In an ideal ethical environment, each decision could be
made by the physician and the patient (or patient’s family) on a case by case
basis. The medical, psychological, and social complexities of any situation in
which PAS is seriously considered would demand this. Legislation can provide
only an approximation of where to draw the line between a patient eligible for
PAS and one who is not. The legislation would have to be open enough so as to
allow patients the freedom to act if necessary, but regulated enough to
minimize abuse. As such, it may take several rounds of legislation, review, and
refinement before the optimum level of constraint is found, although existing
cases where the practice is allowed in the Netherlands or Oregon would seem to
indicate that a good approximation could be made from the start. The
future of PAS seems to be increasingly progressive.

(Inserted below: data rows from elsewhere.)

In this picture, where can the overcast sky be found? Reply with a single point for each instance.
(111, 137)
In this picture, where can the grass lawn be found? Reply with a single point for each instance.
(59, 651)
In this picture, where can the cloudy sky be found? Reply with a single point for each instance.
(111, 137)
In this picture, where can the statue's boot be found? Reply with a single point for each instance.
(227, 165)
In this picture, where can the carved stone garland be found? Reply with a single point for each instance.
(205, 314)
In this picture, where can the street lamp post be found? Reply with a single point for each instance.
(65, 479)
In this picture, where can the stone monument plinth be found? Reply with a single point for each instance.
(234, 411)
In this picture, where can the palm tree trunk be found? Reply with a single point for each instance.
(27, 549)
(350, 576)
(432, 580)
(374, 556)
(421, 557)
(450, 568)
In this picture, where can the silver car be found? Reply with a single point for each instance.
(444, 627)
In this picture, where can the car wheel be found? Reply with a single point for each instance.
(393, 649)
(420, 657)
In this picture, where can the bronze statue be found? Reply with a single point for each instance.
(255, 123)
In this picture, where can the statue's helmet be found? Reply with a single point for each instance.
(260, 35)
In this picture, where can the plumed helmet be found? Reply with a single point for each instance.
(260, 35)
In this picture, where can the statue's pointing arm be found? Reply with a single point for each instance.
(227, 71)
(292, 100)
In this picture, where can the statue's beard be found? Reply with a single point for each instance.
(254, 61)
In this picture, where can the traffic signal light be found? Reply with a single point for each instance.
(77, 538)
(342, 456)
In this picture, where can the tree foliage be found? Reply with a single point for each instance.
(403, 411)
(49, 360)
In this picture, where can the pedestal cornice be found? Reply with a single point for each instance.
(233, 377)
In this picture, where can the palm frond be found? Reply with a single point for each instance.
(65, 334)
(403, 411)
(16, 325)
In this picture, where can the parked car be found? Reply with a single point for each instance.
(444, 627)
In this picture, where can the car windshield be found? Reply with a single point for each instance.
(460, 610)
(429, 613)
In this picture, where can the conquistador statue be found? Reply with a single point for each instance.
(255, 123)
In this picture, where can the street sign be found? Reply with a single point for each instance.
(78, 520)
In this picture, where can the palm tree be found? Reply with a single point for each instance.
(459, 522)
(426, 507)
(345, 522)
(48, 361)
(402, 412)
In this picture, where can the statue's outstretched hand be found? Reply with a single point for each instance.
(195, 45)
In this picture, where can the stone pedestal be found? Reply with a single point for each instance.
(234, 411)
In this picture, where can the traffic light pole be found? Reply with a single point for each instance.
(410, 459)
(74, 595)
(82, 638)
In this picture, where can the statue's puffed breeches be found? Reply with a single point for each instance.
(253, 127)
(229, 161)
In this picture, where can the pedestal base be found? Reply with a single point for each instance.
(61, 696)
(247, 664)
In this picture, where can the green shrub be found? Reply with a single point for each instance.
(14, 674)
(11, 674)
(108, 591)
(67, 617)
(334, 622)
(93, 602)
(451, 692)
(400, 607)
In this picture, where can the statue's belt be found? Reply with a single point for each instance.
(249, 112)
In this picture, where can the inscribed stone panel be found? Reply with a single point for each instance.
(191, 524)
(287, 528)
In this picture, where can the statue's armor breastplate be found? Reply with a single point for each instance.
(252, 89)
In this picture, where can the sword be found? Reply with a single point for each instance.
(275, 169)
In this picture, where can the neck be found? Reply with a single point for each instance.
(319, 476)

As more and more populations
adopt PAS laws and practices, it is becoming much more of a commonplace in the
public and private sectors. When we look at what the right-to-die movement has
achieved, against what it has wished to do, an honest person would agree that
there is still a long, long way to go. But the
euthanasia movement is strong and its organizations are well financed. Thus the
only sure thing about the future of assisted suicide is that there will be
political trench warfare over the issue for years to come. Happily, we do not
live in a country where our most contentious social issues are decided in the
ivory tower by courts or regulators imposing the views of “experts” on the rest
of society. For better or for worse, the future of assisted suicide and
euthanasia will likely be decided via democratic debate in the public square.

Like
any social movement, it takes time to be accepted. Despite growing medical
knowledge and lessened emphasis on religious ideals, a majority of people all
over the world would still strongly oppose acts of purposeful death in any
form. Assisted suicide is still seen as a new development that is breaking
boundaries in both positive and negative ways. An example of this is the notion
of suicide itself. Killing oneself purposefully is viewed as wrong for many
reasons. It is in human nature and in all life forms a desire to live and keep
living. When someone breaks this boundary by devaluing life or not desiring it,
it becomes hard for others to understand the action. Assisted suicide
challenges nature by saying to society that the individual has control over
whether they live or die. By involving another individual and assisting in the
death, it becomes harder for the public to distinguish what is suicide from
what is homicide. For these reasons, the practice of human euthanasia is still
a grey area in modern society; something that came from banishment or
nonexistence through history and has since grown into a viable option for those
who find themselves painfully trapped within their own bodies.

In
the end, physician assisted suicide and legislature such as the Death with
Dignity Act will continue to be pursued by all types of people worldwide. Death
can be a vicious and excruciating experience for all of those involved. The influences
of the assisted suicide movement worldwide and in the United States has been
taken to new heights. This practice is establishing itself in the medical,
political, and social worlds, proving that we can have control over our lives
no matter what disease or illness can inflict upon us.